No período anterior à pandemia, a economia global patinava em crescimento pífio, notadamente a partir da crise econômica mundial em 2008, iniciada nos Estados Unidos. Os índices de crescimento dos Países sempre apontavam para números, na média, entre um a dois por cento, no máximo, quando não negativos.

A divisão internacional da produção de riquezas não só debilitou como aumentou a dependência das nações a essa internacionalização das cadeias produtivas. Ao ponto que durante a pandemia atual, nações europeias não tinham ventiladores para os seus hospitais, como tiveram que importar máscaras para os seus cidadãos. Algo impensável em outras épocas.

Essa divisão internacional do trabalho simplesmente esfarelou as cadeias industriais da grande maioria das nações do mundo desenvolvido ou em desenvolvimento.

Mesmo na área agrícola, os agricultores europeus viram-se forçados a alguma divisão, reduzindo a autonomia alimentar da população, assim como a capacidade de exportação de muitos Países.

Porém, não é recente a opinião, no “velho mundo”, de que a comunidade europeia caminha para uma espécie de “germanização”, tendo em vista a força da indústria, complexa em ciência e tecnologia, e o poder concentrado do capital financeiro da Alemanha.

A explosão das grandes cidades, no período mais recente, deve-se ao crescimento descomunal do setor de serviços, tanto como ao desmantelamento da produção agrícola, em muitas nações.

Para uma população “anestesiada” pelo discurso da globalização, a democracia virou sinônimo, quase que exclusivo, de um consumismo desenfreado - refiro-me às elites e setores da classe média - de produtos cujas inúmeras cadeias de serviço disputam, entre elas, esses consumidores, avidamente.

A produção de filmes, séries etc., segue, quase, a mesma linha desse mesmo consumismo, retroalimentando-o.

Trata-se de um círculo contínuo e alienante. A cidadania e o respeito ao seu próprio País tornou-se uma ideia pejorativa, para ser afastada a todo custo.

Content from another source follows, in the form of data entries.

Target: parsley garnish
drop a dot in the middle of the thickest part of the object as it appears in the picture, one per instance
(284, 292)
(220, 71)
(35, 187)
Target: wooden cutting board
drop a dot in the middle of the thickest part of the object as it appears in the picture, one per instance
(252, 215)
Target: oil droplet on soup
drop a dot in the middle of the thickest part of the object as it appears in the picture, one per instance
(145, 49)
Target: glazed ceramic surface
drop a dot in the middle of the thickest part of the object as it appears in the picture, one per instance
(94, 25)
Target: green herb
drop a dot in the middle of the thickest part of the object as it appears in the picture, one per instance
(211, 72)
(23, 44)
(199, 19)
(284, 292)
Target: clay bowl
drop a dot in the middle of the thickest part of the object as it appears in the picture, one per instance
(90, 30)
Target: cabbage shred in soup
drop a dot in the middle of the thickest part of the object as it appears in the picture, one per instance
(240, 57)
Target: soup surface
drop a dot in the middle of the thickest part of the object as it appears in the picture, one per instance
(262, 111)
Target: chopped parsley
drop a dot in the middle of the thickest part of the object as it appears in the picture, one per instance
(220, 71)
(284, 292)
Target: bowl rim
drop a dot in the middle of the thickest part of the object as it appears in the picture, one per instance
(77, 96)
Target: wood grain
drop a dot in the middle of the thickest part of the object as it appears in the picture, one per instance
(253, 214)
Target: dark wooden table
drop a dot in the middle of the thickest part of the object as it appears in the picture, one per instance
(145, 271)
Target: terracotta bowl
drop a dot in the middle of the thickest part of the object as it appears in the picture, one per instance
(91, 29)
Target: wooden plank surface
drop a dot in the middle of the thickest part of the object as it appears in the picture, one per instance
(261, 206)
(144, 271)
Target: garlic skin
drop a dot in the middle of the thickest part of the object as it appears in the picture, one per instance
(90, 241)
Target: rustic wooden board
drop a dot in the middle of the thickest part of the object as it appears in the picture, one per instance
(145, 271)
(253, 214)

O futebol, esporte das multidões, pela sua capacidade lúdica e apaixonante, transformou-se, quase, simplesmente, em um espetáculo bilionário e global, enquanto o carinho pelas cores das seleções de cada nação virou algo secundário, muitas vezes confundido como uma espécie de “patriotada”. Com o beneplácito de muitos cronistas esportivos.

Uma realidade perversa

A pandemia sanitária global foi como uma fórmula de reagente químico sobre a realidade já perversa. Aliás, um dia será escrito como essa epidemia transformou-se em uma pandemia, com tantos recursos tecnológicos e de saúde, sofisticados, a serviço da globalização financeira, para evitar essa catástrofe monumental.

Enquanto crescia uma classe média empregada no setor de serviços, a desindustrialização em cada País provocava uma massa formidável de desempregados formais, que se juntava a uma legião bem maior de subempregados.

O anúncio do Banco Mundial, de que a retração do PIB global será de 5,2% com a pandemia, além de ser otimista com a realidade, esconde a crise antes do corona vírus.

A queda do PIB europeu, anunciada pela Comissão da União Europeia, está prevista para 7,5% este ano. Que devem ser somados ao quadro econômico anterior à crise sanitária.

O FMI prevê uma retração econômica de 5,9% para os Estados Unidos com a pandemia. Mas se sabe do seu pífio crescimento econômico antes da tragédia sanitária.

A China, que ao contrário das orientações da globalização financeira em promover a divisão internacional da produção, resolveu fazer o oposto, produzir de tudo e qualquer coisa mais, e importar matérias primas, alimentos, para o seu gigante parque produtivo e população gigantesca. Quer dizer, a China está fazendo o jogo dela, os outros é que abdicaram de seus papeis estratégicos.

Ao ponto em que no começo da pandemia ela se transformou na, quase, única exportadora de ventiladores hospitalares e, incrível, até de máscaras, para o planeta.

O Brasil tem uma previsão de queda do PIB na base de 7,4% neste ano. O desemprego no País tem uma previsão, feita em abril, de crescimento dos 11,9 % em 2019, para 14,7% em 2020. Em suma, são dezenas de milhões de desempregados no setor formal, somados a outras dezenas de milhões na informalidade.

O único setor que cresceu foi a agricultura, seja em alta escala como de médios e pequenos produtores, mesmo com a pandemia. Em resumo, é a agricultura que vem sustentando o País.


Um mundo em transição

Não é de admirar que as nações estejam se rebelando contra a divisão internacional das cadeias produtivas da globalização, muito menos que a insatisfação social comece a atingir altas temperaturas em dimensão mundial. Ou seja, a centralidade da questão nacional adquire nova dimensão em escala global.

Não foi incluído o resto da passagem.